Sometimes the data is so obvious that not a lot of explanation is necessary. If you are a business leader or a talent management professional and want to understand the most current issues and trends impacting performance, stop what you're doing right now and go read the most recent Harvard Business Review article about what high performers want at work. (Then come back and finish reading this blog for some additional insight on the topic!)
The data that Karie Willyerd and her colleagues at SAP gathered is, in my opinion, game-changing and extremely powerful. We all know that the current and future success of business is in the hands of today's high performers; we need to know what is going to keep them engaged, motivated, and most importantly, performing at our organizations and not someone else's.
Consider the following data points garnered from the article:
- High performers can be 400% more productive than average performers
- About 60% of high performers believe they will leave their jobs within the next six months
- About 62% of high performers are not satisfied with their jobs
Whether you are a business line manager, an HR professional, an executive, or a supplier of talent development solutions, these facts should be terrifying. Basically, most of the high performers in the global workforce are unhappy and ready to leave their jobs. The loss of this talent could be devastating as the functional expertise that accomplishes the daily execution of strategy walk out of the door hand-in-hand with the innovation, customer relationships, and culture that should be driving the future of the business.
The good news coming from this article and the data is that there are things that can be done to prevent high performers from leaving. In order of importance, they are:
- Competitive compensation
- Bonuses for performance
- Retirement plans
- Supplemental training
Supplemental training? How awesome!
Enhanced compensation, bonuses, and retirement plans are all financially driven and important considerations, but training can be a clear differentiator for organizations that invest in it.

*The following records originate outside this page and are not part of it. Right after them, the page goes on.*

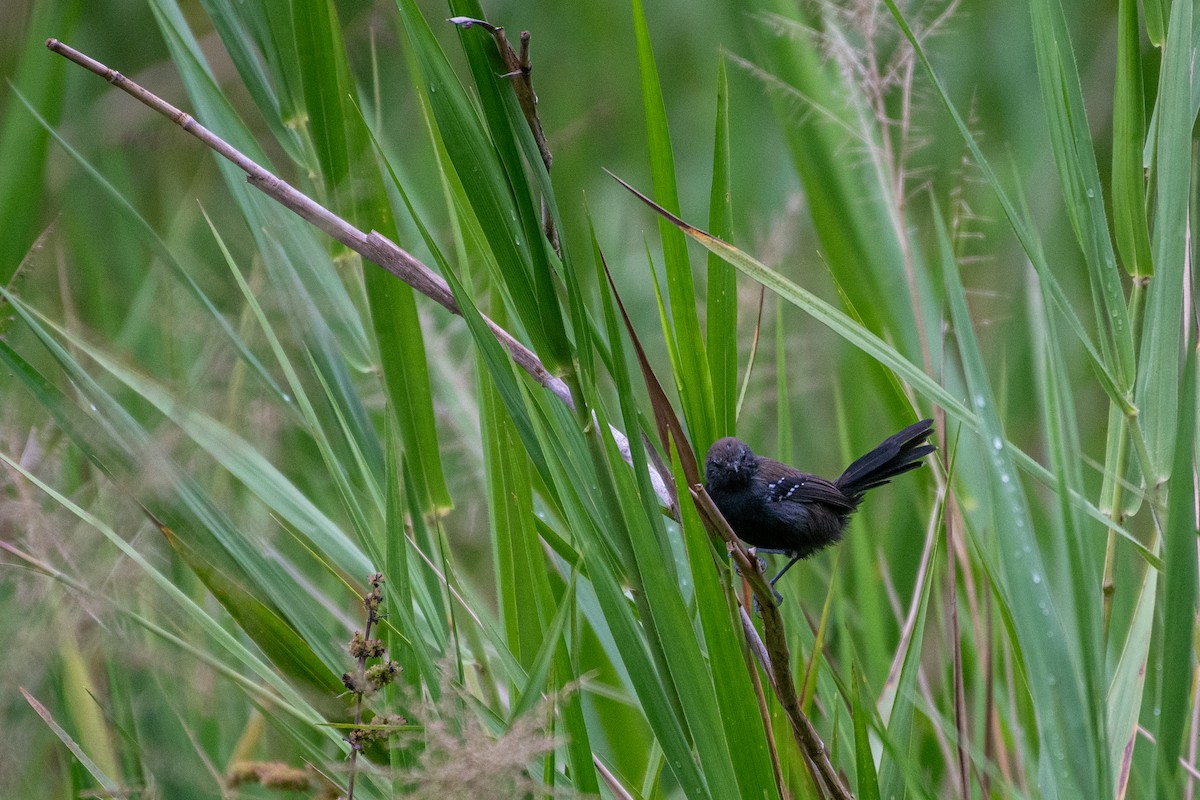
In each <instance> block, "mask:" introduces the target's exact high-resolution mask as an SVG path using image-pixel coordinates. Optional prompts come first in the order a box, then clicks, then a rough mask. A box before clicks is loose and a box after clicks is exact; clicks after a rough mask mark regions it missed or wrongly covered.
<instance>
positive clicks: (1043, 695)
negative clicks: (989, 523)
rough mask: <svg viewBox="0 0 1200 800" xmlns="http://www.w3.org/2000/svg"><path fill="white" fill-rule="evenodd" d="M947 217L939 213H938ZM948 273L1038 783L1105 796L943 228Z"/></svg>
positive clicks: (995, 410)
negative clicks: (985, 469) (991, 507)
mask: <svg viewBox="0 0 1200 800" xmlns="http://www.w3.org/2000/svg"><path fill="white" fill-rule="evenodd" d="M938 219H940V217H938ZM940 241H941V243H942V264H943V276H944V279H946V284H947V299H948V302H949V307H950V320H952V323H953V325H954V332H955V337H956V339H958V349H959V357H960V359H961V361H962V367H964V372H965V374H966V379H967V386H968V390H970V393H971V396H972V397H973V398H974V405H976V411H977V414H978V420H979V431H978V433H979V438H980V440H982V441H979V445H980V446H982V449H983V451H984V452H985V453H986V458H988V461H989V463H990V465H991V471H990V475H989V483H990V488H991V492H992V494H994V503H995V511H994V513H995V515H996V518H995V519H994V523H992V524H994V525H995V531H996V539H997V541H996V548H997V549H998V552H1000V553H1001V554H1002V555H1001V558H1000V565H1001V576H1000V577H1001V579H1002V594H1003V600H1004V602H1006V604H1008V606H1009V607H1010V608H1012V619H1013V625H1014V633H1015V636H1016V639H1018V640H1019V642H1020V644H1021V650H1022V652H1024V658H1025V660H1026V670H1025V674H1026V676H1027V679H1028V688H1030V693H1031V696H1032V698H1033V703H1034V708H1036V714H1034V718H1036V721H1037V728H1038V733H1039V738H1040V750H1039V753H1038V758H1039V762H1040V766H1039V788H1040V789H1042V792H1043V793H1044V794H1045V795H1046V796H1061V798H1078V796H1085V798H1092V796H1104V794H1103V793H1102V792H1100V790H1099V789H1100V787H1102V786H1104V782H1105V781H1106V775H1102V774H1100V770H1099V769H1098V768H1099V766H1100V764H1098V763H1097V758H1096V753H1097V752H1098V746H1097V744H1096V738H1097V736H1098V735H1099V734H1098V732H1097V730H1096V729H1093V728H1092V727H1091V724H1090V722H1091V721H1090V720H1088V718H1087V716H1088V715H1087V709H1088V703H1087V698H1086V696H1085V693H1084V690H1082V687H1081V685H1080V678H1081V675H1080V667H1079V663H1078V655H1076V654H1075V652H1074V651H1073V650H1072V645H1070V643H1072V642H1073V638H1069V637H1068V633H1069V631H1070V630H1072V628H1073V627H1074V620H1070V619H1069V618H1068V619H1067V620H1064V618H1063V613H1064V612H1066V610H1067V609H1064V608H1063V607H1062V603H1060V602H1057V601H1056V599H1055V597H1054V596H1052V595H1051V594H1050V590H1049V585H1048V584H1049V579H1048V576H1049V575H1051V573H1050V572H1048V571H1046V563H1045V559H1044V558H1043V554H1042V549H1040V545H1039V542H1038V540H1037V539H1036V537H1034V535H1033V522H1032V517H1031V516H1030V504H1028V500H1027V499H1026V495H1025V492H1024V489H1022V488H1021V486H1020V481H1019V480H1016V470H1015V461H1014V459H1013V457H1012V452H1010V447H1009V446H1008V445H1007V444H1006V443H1004V435H1003V427H1002V425H1001V422H1000V415H998V411H997V408H996V399H995V395H994V392H992V390H991V386H990V380H989V378H988V374H986V372H985V369H984V361H983V354H982V353H980V351H979V345H978V343H977V341H976V336H974V330H973V327H972V323H971V314H970V312H968V309H967V305H966V297H965V295H964V291H962V284H961V282H960V278H959V275H958V265H956V264H955V261H954V257H953V253H952V251H950V245H949V236H948V234H947V233H946V230H944V228H940Z"/></svg>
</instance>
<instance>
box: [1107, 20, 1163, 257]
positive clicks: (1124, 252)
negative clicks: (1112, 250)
mask: <svg viewBox="0 0 1200 800" xmlns="http://www.w3.org/2000/svg"><path fill="white" fill-rule="evenodd" d="M1138 5H1139V4H1138V2H1136V0H1118V2H1117V7H1118V18H1117V76H1116V86H1115V89H1114V92H1112V94H1114V97H1112V231H1114V234H1115V235H1116V242H1117V251H1118V252H1120V253H1121V259H1122V261H1123V264H1124V267H1126V271H1127V272H1129V275H1133V276H1135V277H1147V276H1150V275H1152V273H1153V272H1154V264H1153V261H1152V260H1151V255H1150V222H1148V219H1147V218H1146V170H1145V169H1144V168H1142V155H1141V154H1142V151H1144V150H1145V148H1146V101H1145V97H1144V91H1142V79H1144V78H1142V72H1141V52H1140V50H1141V41H1140V36H1139V34H1140V30H1139V26H1138Z"/></svg>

Over the past few years, I have had the privilege of working with high performers and high performing teams in many different industries including chemicals, technology, and financial services. Based on my own observations, I can understand this data presented in this article and agree with it 100%. What I've noticed, and what I find very interesting, is that the type of "supplemental training" that can be provided to keep high performers happy is one of the most important decisions any company can make. The mistake many organizations make is thinking about training as a "checkbox" on a task list and assuming that a high performer is going to stay and be engaged. I actually hypothesize that bad or irrelevant training is worse than no training at all, and can actually accelerate the timeline of high performers moving on to other jobs.
To stimulate some thoughts and insights, here are a few ideas that I would like to share about the type of training high performers want and need to remain happy, engaged, and motivated to stay at your company.
Business Acumen Training
High performers want to be better and more productive than their peers. Developing their business acumen skills is one key way of giving them that ability. In our work with high performers, they view business acumen as a deep dive into topics such as:
- Strategic thinking and planning
- Assessing markets and competition
- Strategic marketing
- Tactical marketing
- Financial management
- Metrics of financial performance
- Operations alignment and efficiencies
- Supply chain management
- Sales effectiveness
Business Leadership Training
High performers want to be better and more effective leaders. Purposefully developing their business leadership skills makes them the best they can be. We believe that business leadership is equal to the execution of business strategy, and making the link between leadership and business acumen is critical to true development in this area. In our work with high performers, we have seen an increased desire for skill development in topic areas that include:
- Coaching and feedback
- Change leadership
- Leading innovation
- Performance management
Many of the high performers in your organization are Millennials with evolving expectations of what training should look like. Don't make the mistake of throwing some old dusty eLearning at them or sending them to classes where a professor talks at them for eight hours. Instead, give them innovative training tools like simulations that provide a game-like experience, because that's how they like to learn. Include leader boards, badges, and other tools that Millennials expect and respond to. A few examples of simulations we've created to meet the needs of this audience are:
- A Day in the Life of a New Manager Simulation
- Leading Change Simulation
- Fundamentals of Business Leadership Simulation
- Executing Strategy through Actions Simulation
Follow-Up and Reinforcement Training
Nothing demotivates a high performer more than going to an off-the-shelf training session without follow-up. High performers thirst for additional content, application, practice, and ongoing reinforcement.
Advantexe makes training a continuous experience for high performing audiences, and the results we've seen have been tremendous. From reunion webinars to video-based challenge exercises, our reinforcement tools create a community of learning and encourage skill development over time for these high performers.
While the data from the HBR article make it sound like high performers are more accurately high-risk performers, we think the future is bright for those organizations willing to invest in the right training strategy to meet the specific and evolving needs of this audience. There are a lot of great training ideas and tools available right now, and utilizing the right ones will go a long way to prevent high performers from leaving your organization. So be proactive and engage those employees who you want to lead your business into the future!